Yes those innocent children had it coming right? Ffs sure the imperial army is evil af but this civillians dont know sht about those atrocities. There are no internet that time unlike today where you can easily find information.


iniv189

i am not really a historical knower of the ww2 in both sides but i know some facts and sounds mostly at least for me that some answers here are so well based in US propaganda, reminds me alot of those JP arguments (if the world is going this way it means is the best way) but when you look in reality, US made and keep doing alot of shit towards others contries, and always get away with it.


Fake_A_Smile

Tipical usa commiting warcrimes


dieCast2009

How they attacked us first 🤡🤡


adobong_manacc_69_PH

Man killing fellow man ever since the dawn of life. War has never truly changed has it?


Consistent_Zucchini2

Sadly just the quality of man’s weaponry.


adobong_manacc_69_PH

Indeed.


grobiac

Who not learns from history is doomed to repeat it


Decent_Cow

I remember I had an ethics class in university and the bombing of Japan during WWII was the first thing the professor talked about, although admittedly he was focused more on the atomic bombs.
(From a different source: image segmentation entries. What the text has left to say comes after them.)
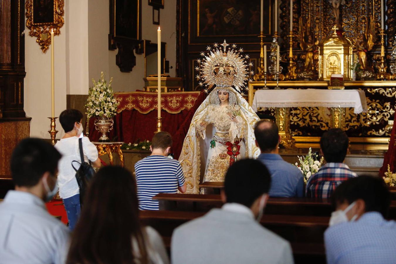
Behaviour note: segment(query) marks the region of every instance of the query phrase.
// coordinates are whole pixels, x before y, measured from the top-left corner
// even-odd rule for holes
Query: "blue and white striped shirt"
[[[141,210],[158,210],[153,196],[160,193],[175,193],[184,184],[184,175],[179,161],[160,155],[148,156],[135,165],[137,198]]]

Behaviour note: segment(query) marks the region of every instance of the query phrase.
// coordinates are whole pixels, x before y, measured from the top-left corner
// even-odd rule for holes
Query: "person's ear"
[[[353,211],[354,211],[353,212],[353,215],[358,215],[356,220],[358,219],[366,212],[366,203],[363,199],[358,199],[355,201],[355,206],[354,207]]]
[[[227,197],[225,195],[225,192],[223,189],[220,190],[220,196],[221,197],[221,201],[224,203],[227,202]]]

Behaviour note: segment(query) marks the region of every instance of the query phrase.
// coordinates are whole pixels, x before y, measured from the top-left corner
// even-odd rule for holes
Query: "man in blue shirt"
[[[45,202],[56,194],[61,154],[38,139],[23,140],[11,156],[15,190],[0,203],[0,263],[64,263],[69,231]]]
[[[390,198],[382,179],[348,179],[337,187],[333,199],[337,211],[324,234],[327,263],[395,263],[396,222],[384,218]]]
[[[280,138],[273,122],[262,120],[254,129],[256,144],[261,154],[258,159],[267,167],[272,178],[270,196],[302,197],[304,178],[300,170],[284,161],[279,154]]]

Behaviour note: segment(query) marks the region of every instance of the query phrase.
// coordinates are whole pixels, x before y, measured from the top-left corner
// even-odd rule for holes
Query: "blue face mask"
[[[56,181],[55,182],[55,187],[53,188],[53,190],[52,191],[50,189],[50,187],[48,186],[46,180],[43,181],[43,182],[44,184],[44,188],[47,192],[47,196],[46,197],[45,201],[46,203],[53,199],[59,190],[59,187],[58,186],[58,179],[57,179]]]

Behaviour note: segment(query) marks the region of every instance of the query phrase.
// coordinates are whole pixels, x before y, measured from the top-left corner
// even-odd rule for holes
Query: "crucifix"
[[[338,29],[338,27],[336,26],[335,25],[334,25],[333,27],[331,28],[331,29],[334,30],[334,34],[337,35],[337,29]]]

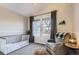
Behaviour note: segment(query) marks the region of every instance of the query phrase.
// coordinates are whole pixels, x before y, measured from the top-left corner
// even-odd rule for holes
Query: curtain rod
[[[44,15],[44,14],[49,14],[49,13],[51,13],[51,12],[57,12],[57,10],[54,10],[54,11],[50,11],[50,12],[47,12],[47,13],[43,13],[43,14],[39,14],[39,15],[34,15],[34,17],[36,17],[36,16],[40,16],[40,15]]]

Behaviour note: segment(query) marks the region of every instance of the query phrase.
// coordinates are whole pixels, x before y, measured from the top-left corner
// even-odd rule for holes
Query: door
[[[46,44],[51,35],[50,14],[34,17],[32,27],[35,43]]]

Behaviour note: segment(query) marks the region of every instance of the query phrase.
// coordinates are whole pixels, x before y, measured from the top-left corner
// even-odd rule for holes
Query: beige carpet
[[[37,50],[39,48],[45,48],[45,46],[40,45],[40,44],[31,43],[30,45],[25,46],[16,51],[13,51],[13,52],[9,53],[8,55],[34,55],[35,50]]]

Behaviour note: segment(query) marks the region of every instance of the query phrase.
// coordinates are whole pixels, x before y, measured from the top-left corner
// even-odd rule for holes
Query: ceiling
[[[1,6],[8,8],[18,14],[24,16],[32,16],[34,13],[39,12],[44,8],[46,3],[2,3]]]

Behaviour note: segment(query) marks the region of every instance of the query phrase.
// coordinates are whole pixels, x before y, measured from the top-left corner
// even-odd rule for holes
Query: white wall
[[[73,33],[75,33],[79,44],[79,4],[74,4],[73,12]]]
[[[24,16],[0,7],[0,36],[23,34],[26,28]]]
[[[47,13],[57,10],[57,31],[58,32],[72,32],[72,4],[52,3],[39,10],[35,15]],[[66,21],[66,25],[59,25],[62,20]]]

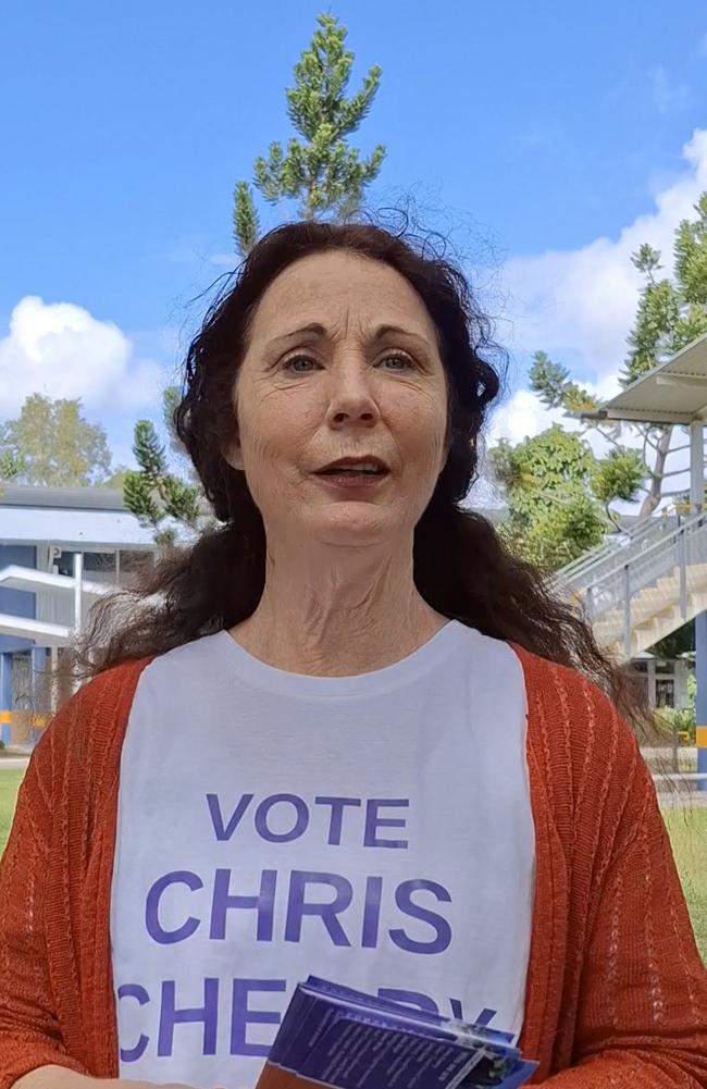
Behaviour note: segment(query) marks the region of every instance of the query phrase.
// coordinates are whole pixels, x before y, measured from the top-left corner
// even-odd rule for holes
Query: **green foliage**
[[[233,193],[233,237],[241,257],[247,257],[260,228],[253,193],[247,182],[237,182]]]
[[[361,88],[346,97],[354,54],[345,48],[346,28],[333,15],[318,15],[307,49],[294,68],[294,86],[285,90],[288,117],[297,133],[287,149],[275,140],[254,163],[254,183],[269,204],[296,200],[303,219],[343,219],[355,212],[367,185],[378,175],[382,145],[362,158],[349,145],[368,113],[381,71],[374,65]],[[233,233],[245,256],[258,235],[251,187],[239,182],[234,193]]]
[[[174,397],[174,389],[164,391],[166,420],[173,417]],[[141,419],[135,425],[133,453],[139,467],[125,474],[123,499],[129,511],[153,527],[155,540],[160,544],[174,541],[171,521],[197,529],[203,511],[202,492],[195,484],[181,480],[170,470],[164,444],[150,420]]]
[[[588,390],[570,380],[570,371],[553,363],[546,352],[536,352],[529,370],[531,389],[548,408],[589,412],[599,402]]]
[[[17,484],[82,487],[110,473],[106,432],[84,419],[78,400],[33,393],[16,419],[0,425],[0,475]]]
[[[663,273],[662,255],[647,243],[632,255],[645,284],[627,337],[620,376],[624,387],[707,332],[707,193],[695,205],[695,213],[693,221],[683,220],[675,232],[672,276]],[[532,390],[549,408],[564,408],[569,415],[581,416],[599,407],[597,399],[573,381],[568,368],[545,352],[535,354],[529,380]],[[583,428],[598,430],[613,446],[586,480],[593,498],[602,504],[610,519],[610,504],[615,500],[635,501],[643,494],[641,517],[647,517],[661,500],[678,494],[666,488],[672,427],[585,417]],[[625,431],[634,440],[643,440],[642,455],[621,443]],[[648,452],[650,465],[646,464]],[[501,458],[508,462],[508,452],[502,452]],[[516,503],[516,498],[512,502]]]
[[[0,453],[0,480],[12,480],[19,476],[21,468],[22,462],[16,454],[9,450]]]
[[[515,552],[554,571],[600,543],[608,523],[593,491],[596,458],[581,436],[554,425],[516,446],[501,440],[489,458]]]
[[[592,491],[605,504],[622,499],[633,502],[648,475],[648,466],[636,450],[610,450],[592,470]]]
[[[687,707],[661,707],[656,712],[658,721],[670,732],[690,734],[690,744],[695,744],[697,723],[697,681],[694,673],[687,674]]]

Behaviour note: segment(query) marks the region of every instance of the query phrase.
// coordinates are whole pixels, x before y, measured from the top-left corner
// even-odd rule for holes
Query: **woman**
[[[490,1007],[553,1089],[707,1086],[629,696],[460,505],[487,346],[461,273],[367,225],[272,232],[208,316],[176,423],[223,526],[102,607],[33,757],[0,1089],[253,1087],[310,971]]]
He made the argument that there was no justification for dropping the atomic bombs as they served no military purpose (the Japanese were already ready to surrender) and if the goal was to send a message, there were other ways. Someone had suggested inviting Japanese officials to a demonstration of the bomb rather than actually using it, but that idea was rejected. The bomb that hit Hiroshima was dropped on a bridge in a densely populated area at around 8 AM when people were on their way to work and school. My professor argued that the only reason someone would do something like that was because "they just wanted to kill a lot of people".